Assange was arrested in the UK and is awaiting deportation to Sweden to face sex crime charges. Sounds shady enough. Many people believe the real reason for his arrest is the recent leak of sensitive U.S. government documents. The U.S. wants him, too.
Assange’s arrest has sparked outrage from many, because he has his defenders. Among them, Noam Chomsky, and UN Ambassador Frank La Rue, who recently spoke out in defense of Assange:
The United Nations representative for freedom of opinion and expression says he is now working on a new report on free speech and the internet.
Frank La Rue says he doesn’t think that the United States Government will be able to make a case against Julian Assange. But he warns it would set a very bad example for free speech if it did take action against him.
Assange, a journalist by trade, founded the whistleblowing website Wikileaks in 2008. Since the founding of the website, it has published over a million “sensitive” documents that have exposed corruption and human rights abuse by governments and other corporate types. It has also received many awards and praise for its Internet activism.

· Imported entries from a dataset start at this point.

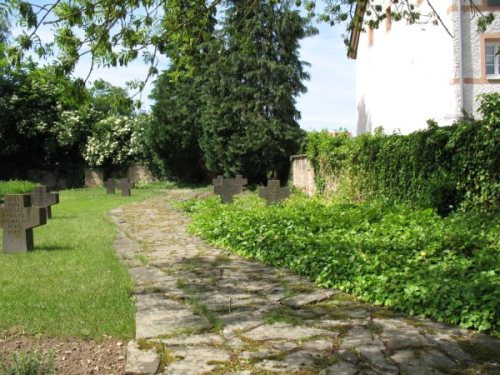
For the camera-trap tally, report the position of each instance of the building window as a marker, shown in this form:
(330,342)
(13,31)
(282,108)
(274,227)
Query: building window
(492,59)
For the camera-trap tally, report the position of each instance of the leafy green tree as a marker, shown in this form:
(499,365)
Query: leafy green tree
(117,32)
(31,103)
(107,99)
(173,136)
(253,76)
(175,129)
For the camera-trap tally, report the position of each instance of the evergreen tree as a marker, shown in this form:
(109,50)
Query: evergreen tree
(175,128)
(254,75)
(175,123)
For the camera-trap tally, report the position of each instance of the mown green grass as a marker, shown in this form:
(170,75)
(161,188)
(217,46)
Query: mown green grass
(72,284)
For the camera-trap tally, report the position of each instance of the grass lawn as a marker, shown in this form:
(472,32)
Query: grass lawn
(73,284)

According to its wikipage:
WikiLeaks has won a number of awards, including the 2008 Economist magazine New Media Award. In June 2009, WikiLeaks and Julian Assange won Amnesty International‘s UK Media Award (in the category “New Media”) for the 2008 publication of “Kenya: The Cry of Blood – Extra Judicial Killings and Disappearances”, a report by the Kenya National Commission on Human Rights about police killings in Kenya. In May 2010, the New York Daily News listed WikiLeaks first in a ranking of “websites that could totally change the news”. Russia extended its support to WikiLeaks and its founder Julian Assange by issuing a statement which suggested that Assange should be awarded the Nobel peace prize, in the aftermath of the United States diplomatic cables leak.
He is a hero among hackers, and people who think corporations and governments should be taken down a notch.